A few years ago I wrote a series of posts about various scenarios of log file sync (LFS) waits. A few days ago, I have had an issue which added yet another scenario to that already diverse collection, and I thought it would be potentially of interest for others in the Oracle community. To set the scene, it’s the same 18c (18.10 to be more accurate) 3-node X6-2 Exadata cluster where most of issues I describe in my blog occur. At a certain moment, I noticed LFS go up quite a bit, with log file parallel write (LFPW) also showing signs of increase, but a much more moderate one. I’ve got a script to graph wait event stats for multiple wait events (e.g. using a regular expression pattern for their names), below you can see a panel summarising average wait times for events containing “log file” or “redo” in their names.
As you can see, apart from LFS itself, there is only one event really standing out, LGWR wait for redo copy (LFPW has a bump, but it’s a moderate and slow increase rather than a sharp spike in the LFS). This is a foreground wait by the LGWR process and it accounts for the time spent gathering redo information before it’s actually flushed to the disk (the latter is accounted for by the LFPW). Note that it would have been as easy to link this background event to the original symptoms by looking at LGWR wait profile in ASH, it’s just that I missed it there because of a bug in one of my scripts (so it’s a good thing to use multiple sources of diagnostic data to be able to cross-check things).
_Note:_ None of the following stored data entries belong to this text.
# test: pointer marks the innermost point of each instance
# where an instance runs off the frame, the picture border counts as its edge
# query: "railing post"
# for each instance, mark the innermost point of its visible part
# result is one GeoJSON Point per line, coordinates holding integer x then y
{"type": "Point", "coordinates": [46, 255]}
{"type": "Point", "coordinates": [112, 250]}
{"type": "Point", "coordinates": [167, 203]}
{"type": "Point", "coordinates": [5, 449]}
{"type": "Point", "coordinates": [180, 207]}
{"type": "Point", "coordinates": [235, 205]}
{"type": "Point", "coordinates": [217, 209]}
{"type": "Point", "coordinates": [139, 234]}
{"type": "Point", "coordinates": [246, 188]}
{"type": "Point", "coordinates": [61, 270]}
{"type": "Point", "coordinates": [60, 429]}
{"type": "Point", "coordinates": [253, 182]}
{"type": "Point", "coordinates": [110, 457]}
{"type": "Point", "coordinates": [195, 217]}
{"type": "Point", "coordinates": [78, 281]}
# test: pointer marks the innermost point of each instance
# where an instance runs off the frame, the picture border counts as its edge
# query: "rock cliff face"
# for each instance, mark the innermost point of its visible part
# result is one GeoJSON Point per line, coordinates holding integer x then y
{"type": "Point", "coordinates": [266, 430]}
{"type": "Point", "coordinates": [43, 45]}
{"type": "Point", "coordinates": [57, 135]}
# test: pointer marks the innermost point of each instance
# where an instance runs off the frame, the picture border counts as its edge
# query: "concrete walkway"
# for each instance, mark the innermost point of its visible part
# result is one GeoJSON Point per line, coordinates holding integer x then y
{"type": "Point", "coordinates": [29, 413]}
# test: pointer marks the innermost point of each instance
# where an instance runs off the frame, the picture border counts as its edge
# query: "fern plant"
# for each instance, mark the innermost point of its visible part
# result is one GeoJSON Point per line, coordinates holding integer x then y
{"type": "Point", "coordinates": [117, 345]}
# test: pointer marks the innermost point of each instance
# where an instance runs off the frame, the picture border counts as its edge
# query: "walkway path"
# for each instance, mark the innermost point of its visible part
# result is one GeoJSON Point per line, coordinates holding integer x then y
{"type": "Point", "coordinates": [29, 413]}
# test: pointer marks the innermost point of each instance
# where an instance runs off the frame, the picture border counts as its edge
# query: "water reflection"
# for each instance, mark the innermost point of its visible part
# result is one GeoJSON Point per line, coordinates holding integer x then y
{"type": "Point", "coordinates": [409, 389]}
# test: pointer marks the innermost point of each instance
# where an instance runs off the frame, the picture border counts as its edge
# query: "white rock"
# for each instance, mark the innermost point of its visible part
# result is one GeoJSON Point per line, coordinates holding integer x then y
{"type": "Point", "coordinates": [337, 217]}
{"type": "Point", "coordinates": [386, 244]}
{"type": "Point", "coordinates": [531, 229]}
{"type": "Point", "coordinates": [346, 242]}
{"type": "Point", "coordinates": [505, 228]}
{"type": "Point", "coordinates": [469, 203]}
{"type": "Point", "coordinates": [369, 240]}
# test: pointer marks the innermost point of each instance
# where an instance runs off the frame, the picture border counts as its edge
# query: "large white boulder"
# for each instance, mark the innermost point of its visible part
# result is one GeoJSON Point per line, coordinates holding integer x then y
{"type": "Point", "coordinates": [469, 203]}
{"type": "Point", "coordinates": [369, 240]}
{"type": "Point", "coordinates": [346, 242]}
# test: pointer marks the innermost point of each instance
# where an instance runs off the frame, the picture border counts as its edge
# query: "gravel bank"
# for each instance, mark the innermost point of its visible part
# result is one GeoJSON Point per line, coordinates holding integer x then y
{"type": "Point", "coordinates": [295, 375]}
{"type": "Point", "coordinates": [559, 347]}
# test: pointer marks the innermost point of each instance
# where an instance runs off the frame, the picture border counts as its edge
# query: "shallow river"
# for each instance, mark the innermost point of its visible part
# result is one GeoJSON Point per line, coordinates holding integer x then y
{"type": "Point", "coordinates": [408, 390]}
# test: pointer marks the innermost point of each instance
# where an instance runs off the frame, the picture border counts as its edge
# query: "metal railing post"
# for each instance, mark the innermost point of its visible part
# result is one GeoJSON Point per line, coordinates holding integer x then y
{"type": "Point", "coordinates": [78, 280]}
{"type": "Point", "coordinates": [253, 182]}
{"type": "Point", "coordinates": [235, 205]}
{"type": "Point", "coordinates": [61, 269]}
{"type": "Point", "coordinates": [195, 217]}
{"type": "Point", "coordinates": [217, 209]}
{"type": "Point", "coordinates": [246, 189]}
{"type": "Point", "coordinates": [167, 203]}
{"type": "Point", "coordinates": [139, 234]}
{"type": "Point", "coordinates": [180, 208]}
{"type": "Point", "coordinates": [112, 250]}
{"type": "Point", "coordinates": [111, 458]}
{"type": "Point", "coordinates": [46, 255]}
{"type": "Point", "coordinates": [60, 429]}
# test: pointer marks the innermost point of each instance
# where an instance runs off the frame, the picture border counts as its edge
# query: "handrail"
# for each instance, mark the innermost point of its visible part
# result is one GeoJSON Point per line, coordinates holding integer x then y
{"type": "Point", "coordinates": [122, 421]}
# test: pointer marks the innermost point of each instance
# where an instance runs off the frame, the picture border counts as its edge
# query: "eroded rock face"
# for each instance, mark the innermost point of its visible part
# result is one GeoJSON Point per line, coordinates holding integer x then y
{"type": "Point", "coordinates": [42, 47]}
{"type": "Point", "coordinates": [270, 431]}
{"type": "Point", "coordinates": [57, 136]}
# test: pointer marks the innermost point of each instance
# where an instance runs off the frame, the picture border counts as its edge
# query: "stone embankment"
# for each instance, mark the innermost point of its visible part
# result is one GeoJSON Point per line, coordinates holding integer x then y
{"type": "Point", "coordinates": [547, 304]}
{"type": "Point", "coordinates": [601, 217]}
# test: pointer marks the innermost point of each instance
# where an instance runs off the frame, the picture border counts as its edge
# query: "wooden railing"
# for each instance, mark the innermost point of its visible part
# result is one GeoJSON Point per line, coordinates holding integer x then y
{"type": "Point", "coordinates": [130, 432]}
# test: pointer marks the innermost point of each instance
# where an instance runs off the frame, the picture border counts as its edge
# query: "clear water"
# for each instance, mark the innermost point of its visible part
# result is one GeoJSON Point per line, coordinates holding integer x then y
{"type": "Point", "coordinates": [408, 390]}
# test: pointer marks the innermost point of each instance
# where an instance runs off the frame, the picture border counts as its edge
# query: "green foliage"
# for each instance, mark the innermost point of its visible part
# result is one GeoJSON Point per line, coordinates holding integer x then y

So why did LGWR wait for redo copy go up all of a sudden? As it happened, around the same time we saw the increase in LFS waits, we also were made aware of different issue, huge number of rather large trace files overwhelming the diagnostic filesystem on the compute node. The trace files did not contain any mention of an error, rather, they mentioned QESMA and then contained a long list of various numbers for statistics of a partitioned table. Searching MOS for relevant keywords returned some articles mentioning ORA-600 errors due to attempts to fetch a table row using an invalid rowid from an index, and searching the alert log revealed a bunch of ORA-600 errors with 12406 code which confirmed that it was bug 30576853 (Doc ID 30576853.8) that we were hitting.
The MOS article didn’t suggest any workaround, and the patches were for all for 19.x versions, but a developer came up with an idea to rebuild the indexes in the affected table and it has made the desired difference. A further investigation showed that the indexes were compressed not long before the problem with ORA-600 errors and excessive trace files came, so it was probably what triggered the bug in the first place.
But back to LFS waits — how was it related to the trace file generation? After all, this is an Exadata system, and redo log files are supposed to be on storage cells which weren’t particularly affected? I can only speculate that even though the actual redo write I/O should mostly depend on the storage cell performance, the preparation step in gathering redo information to be written may also involve some local I/O on the compute nodes itself. And all these excessive trace files being generated did wreak havoc on the local I/O there:
No doubt, the problem was further exacerbated by housekeeping jobs trying to free space when the diagnostic filesystem got filled up, which probably explains the delay between the time ORA-600 trace file started being generated and appearance of the LFS symptoms.
Hopefully this post should illustrate several points:
- Excessive trace file generation is more than simple nuisance, it can cause serious issues
- Compute nodes I/O performance is almost as important as cell I/O performance on Exadata and needs constant monitoring
- Cross-checking diagnostic information from multiple sources, e.g. DBA_HIST_SYSSTAT, DBA_HIST_SYSTEM_EVENT and DBA_HIST_ACTIVE_SESSION_HISTORY, can help avoid missing a problem.